Much of our work consists in generating rigorously researched and fully referenced summaries of the evidence. Before these get published, they are thoroughly peer-reviewed and, whenever necessary, they also get updated to include the newest data. A good proportion of the reviews relates to herbal treatments.
Here are the crucial bits from our conclusions about those herbal cancer remedies which we have so far investigated:
Aloe vera: …studies are too preliminary to tell whether it is effective.
Artemisia annua: …there is no evidence from clinical trials…
Black cohosh: …In all but one trial black cohosh extracts were not superior to placebo.
Boswellia: …No certain conclusions can be drawn…
Cannabis: …The use of cannabinoids for anorexia-cachexia-syndrome in advanced cancer is not supported by the evidence…
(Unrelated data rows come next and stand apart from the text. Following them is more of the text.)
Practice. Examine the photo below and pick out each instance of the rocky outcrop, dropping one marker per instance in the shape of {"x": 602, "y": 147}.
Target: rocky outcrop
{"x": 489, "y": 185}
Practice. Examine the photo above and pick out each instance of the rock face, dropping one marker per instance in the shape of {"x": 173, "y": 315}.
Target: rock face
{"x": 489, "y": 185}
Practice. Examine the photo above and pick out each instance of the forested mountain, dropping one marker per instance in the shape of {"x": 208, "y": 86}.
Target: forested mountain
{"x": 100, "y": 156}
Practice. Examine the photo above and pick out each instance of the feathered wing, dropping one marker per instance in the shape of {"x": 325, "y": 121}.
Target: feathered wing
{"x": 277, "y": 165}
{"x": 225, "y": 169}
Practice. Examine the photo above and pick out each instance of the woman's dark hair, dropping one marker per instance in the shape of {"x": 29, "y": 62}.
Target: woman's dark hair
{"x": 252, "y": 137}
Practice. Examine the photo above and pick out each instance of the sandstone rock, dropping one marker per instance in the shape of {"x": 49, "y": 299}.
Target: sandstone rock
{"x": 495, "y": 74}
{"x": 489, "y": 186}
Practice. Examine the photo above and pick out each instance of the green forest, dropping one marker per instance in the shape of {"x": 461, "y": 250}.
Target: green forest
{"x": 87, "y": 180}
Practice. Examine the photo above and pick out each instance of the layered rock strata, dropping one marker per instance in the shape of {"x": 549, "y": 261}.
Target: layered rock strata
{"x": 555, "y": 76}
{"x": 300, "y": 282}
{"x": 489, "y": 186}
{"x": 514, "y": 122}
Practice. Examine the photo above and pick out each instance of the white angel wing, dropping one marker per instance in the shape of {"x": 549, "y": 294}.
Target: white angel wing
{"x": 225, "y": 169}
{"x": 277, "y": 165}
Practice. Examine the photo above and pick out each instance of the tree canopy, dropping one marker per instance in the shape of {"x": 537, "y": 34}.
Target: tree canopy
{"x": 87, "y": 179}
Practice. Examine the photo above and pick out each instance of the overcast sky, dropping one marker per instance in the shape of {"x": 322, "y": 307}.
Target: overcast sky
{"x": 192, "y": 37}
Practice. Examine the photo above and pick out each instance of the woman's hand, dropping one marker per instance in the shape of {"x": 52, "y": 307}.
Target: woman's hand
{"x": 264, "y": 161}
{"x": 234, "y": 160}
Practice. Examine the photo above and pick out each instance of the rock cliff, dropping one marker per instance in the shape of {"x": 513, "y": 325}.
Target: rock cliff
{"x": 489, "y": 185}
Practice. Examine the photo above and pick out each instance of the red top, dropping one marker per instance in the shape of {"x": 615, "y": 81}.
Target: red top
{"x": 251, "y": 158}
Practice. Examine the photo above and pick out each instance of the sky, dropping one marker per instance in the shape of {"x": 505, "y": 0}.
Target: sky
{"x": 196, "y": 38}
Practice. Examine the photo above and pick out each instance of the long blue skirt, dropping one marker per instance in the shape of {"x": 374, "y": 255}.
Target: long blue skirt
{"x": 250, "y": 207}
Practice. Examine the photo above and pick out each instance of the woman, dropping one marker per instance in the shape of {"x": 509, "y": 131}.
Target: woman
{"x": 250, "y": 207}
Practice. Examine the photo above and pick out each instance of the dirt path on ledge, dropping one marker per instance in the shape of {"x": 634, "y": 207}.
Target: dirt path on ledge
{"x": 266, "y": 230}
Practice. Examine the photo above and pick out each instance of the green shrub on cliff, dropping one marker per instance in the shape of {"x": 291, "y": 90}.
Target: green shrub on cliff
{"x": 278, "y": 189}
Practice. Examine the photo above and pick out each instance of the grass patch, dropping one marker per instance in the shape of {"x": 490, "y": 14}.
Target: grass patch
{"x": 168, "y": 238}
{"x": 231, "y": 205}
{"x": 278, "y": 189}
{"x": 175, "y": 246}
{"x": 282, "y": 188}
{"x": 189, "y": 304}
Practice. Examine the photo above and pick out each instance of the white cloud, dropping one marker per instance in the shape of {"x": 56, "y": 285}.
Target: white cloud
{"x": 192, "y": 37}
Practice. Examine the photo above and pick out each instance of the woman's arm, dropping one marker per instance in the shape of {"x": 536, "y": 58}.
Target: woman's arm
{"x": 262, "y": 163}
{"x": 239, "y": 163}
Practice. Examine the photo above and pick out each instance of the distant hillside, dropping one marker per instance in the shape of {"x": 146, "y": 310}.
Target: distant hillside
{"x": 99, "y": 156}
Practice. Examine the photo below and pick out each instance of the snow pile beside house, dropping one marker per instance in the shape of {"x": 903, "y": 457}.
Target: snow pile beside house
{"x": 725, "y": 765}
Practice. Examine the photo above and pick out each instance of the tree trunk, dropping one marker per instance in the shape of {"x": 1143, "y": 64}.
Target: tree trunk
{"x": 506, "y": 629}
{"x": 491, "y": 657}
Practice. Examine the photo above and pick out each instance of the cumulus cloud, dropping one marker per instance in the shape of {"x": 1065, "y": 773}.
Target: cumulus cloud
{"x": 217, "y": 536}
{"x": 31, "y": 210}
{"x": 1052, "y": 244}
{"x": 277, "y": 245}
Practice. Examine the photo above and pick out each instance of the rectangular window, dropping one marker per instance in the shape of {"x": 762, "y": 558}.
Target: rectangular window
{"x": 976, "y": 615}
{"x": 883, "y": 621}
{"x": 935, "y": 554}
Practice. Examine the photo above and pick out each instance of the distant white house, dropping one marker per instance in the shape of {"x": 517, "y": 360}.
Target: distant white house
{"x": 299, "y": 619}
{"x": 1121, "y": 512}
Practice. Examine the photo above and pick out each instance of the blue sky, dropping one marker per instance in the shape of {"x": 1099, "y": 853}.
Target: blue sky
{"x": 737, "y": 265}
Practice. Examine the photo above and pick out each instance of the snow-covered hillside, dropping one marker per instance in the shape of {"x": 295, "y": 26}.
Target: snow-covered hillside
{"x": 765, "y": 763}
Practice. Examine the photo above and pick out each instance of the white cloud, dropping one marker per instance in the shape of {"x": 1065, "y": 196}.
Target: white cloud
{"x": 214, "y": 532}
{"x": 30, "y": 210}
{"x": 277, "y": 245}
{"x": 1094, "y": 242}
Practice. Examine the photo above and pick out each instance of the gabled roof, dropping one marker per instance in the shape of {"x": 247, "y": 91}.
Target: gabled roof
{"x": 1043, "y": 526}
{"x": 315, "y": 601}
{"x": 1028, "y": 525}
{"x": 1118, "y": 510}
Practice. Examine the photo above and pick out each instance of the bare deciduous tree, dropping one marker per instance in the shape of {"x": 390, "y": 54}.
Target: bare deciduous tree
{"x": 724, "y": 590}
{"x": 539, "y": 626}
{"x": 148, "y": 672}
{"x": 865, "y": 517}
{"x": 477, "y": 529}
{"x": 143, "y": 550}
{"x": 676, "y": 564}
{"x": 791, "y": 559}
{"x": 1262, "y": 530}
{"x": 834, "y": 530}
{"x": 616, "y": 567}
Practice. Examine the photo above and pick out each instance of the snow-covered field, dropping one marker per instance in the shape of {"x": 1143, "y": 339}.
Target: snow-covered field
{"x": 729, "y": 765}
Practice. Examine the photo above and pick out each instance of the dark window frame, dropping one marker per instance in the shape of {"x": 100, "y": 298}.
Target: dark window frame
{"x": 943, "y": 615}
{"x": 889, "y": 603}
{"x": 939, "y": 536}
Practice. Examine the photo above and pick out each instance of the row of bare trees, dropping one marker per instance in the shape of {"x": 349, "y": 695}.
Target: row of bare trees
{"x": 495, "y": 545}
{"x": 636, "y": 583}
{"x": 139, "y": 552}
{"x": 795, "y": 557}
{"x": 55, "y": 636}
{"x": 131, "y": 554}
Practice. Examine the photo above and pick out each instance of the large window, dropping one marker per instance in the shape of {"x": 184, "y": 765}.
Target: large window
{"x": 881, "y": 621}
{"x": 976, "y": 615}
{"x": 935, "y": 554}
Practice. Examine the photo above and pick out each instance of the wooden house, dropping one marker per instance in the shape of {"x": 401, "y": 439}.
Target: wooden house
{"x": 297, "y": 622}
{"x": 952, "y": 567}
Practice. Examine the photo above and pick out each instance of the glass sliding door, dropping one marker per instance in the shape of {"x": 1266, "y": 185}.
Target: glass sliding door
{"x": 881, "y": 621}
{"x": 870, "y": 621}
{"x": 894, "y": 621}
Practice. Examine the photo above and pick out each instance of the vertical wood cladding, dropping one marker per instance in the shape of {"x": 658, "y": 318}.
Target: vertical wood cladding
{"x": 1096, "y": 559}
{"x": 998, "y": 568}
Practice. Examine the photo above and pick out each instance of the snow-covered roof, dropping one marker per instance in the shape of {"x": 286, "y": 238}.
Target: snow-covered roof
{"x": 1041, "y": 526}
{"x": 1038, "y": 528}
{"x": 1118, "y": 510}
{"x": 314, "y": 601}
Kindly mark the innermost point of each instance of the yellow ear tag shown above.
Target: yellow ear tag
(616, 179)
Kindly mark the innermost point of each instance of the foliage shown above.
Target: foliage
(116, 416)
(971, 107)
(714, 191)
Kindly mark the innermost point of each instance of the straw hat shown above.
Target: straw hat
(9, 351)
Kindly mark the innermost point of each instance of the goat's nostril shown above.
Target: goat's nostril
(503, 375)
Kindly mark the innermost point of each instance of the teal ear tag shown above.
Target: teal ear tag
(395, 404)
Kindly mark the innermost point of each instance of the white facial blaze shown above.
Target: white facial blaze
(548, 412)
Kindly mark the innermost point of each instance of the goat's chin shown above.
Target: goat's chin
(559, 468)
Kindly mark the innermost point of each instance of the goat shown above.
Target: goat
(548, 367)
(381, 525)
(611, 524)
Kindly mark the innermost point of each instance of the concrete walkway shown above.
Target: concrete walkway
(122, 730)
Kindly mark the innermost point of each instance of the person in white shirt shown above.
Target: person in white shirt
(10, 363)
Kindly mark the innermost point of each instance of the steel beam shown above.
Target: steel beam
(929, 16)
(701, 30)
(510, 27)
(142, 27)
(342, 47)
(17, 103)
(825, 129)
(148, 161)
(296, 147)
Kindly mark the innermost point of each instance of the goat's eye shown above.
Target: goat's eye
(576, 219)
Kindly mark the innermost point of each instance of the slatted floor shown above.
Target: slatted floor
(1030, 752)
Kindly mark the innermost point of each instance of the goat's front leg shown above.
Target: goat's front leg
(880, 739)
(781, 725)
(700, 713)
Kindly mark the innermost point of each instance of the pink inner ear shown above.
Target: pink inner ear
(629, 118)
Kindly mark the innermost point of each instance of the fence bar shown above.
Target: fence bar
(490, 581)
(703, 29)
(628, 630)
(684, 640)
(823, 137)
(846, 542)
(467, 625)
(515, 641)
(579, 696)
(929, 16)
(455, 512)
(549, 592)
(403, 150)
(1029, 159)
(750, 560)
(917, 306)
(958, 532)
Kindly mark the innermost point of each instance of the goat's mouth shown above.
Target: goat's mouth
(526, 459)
Carctol: … is not supported by evidence…
Chinese herbal medicine for pancreatic cancer: …the potential benefit… is not strong enough to support their use…
Curcumin: There is currently insufficient documentation to support the effectiveness and efficacy of curcumin for cancer…
Echinacea: …there is currently insufficient evidence to support or refute the claims… in relation to cancer management.
Essiac: There is no evidence from clinical trials to indicate that it is effective…
Garlic: Only a few clinical trials exist and their results are inconclusive.
Green tea: …the findings… are still inconclusive.
Milk vetch: Poor design and low quality… prohibit any definite conclusions.
Mistletoe: …the evidence to support these claims is weak.
Noni: …evidence on the proposed benefits in cancer patients is lacking…
PC-Spes: …the… contamination issues render these results meaningless. An improved PC-Spes2 preparation was evaluated in an uncontrolled study which did not confirm the encouraging results…
St John’s wort: …there are no clinical studies to show that St. John’s wort would change the natural history of any type of cancer…
Ukrain: …several limitations in the studies prevent any conclusion.
As you can see, so far, we have not identified a single herbal cancer treatment that demonstrably alters the natural history of cancer in a positive direction. To me, this suggests that my rather bold statements above might be correct.
Of course, there will be some enthusiasts who point out that the list is not complete; and they, of course, are correct: there are probably hundreds of herbal remedies that we have not yet dealt with. And, of course, for some of those the evidence might be more convincing – but somehow I doubt it; after all, we did try to tackle the most promising herbal remedies first.
My claim therefore stands: there never will be a herbal (or other alternative) cancer cure. But, please, feel free to convince me otherwise.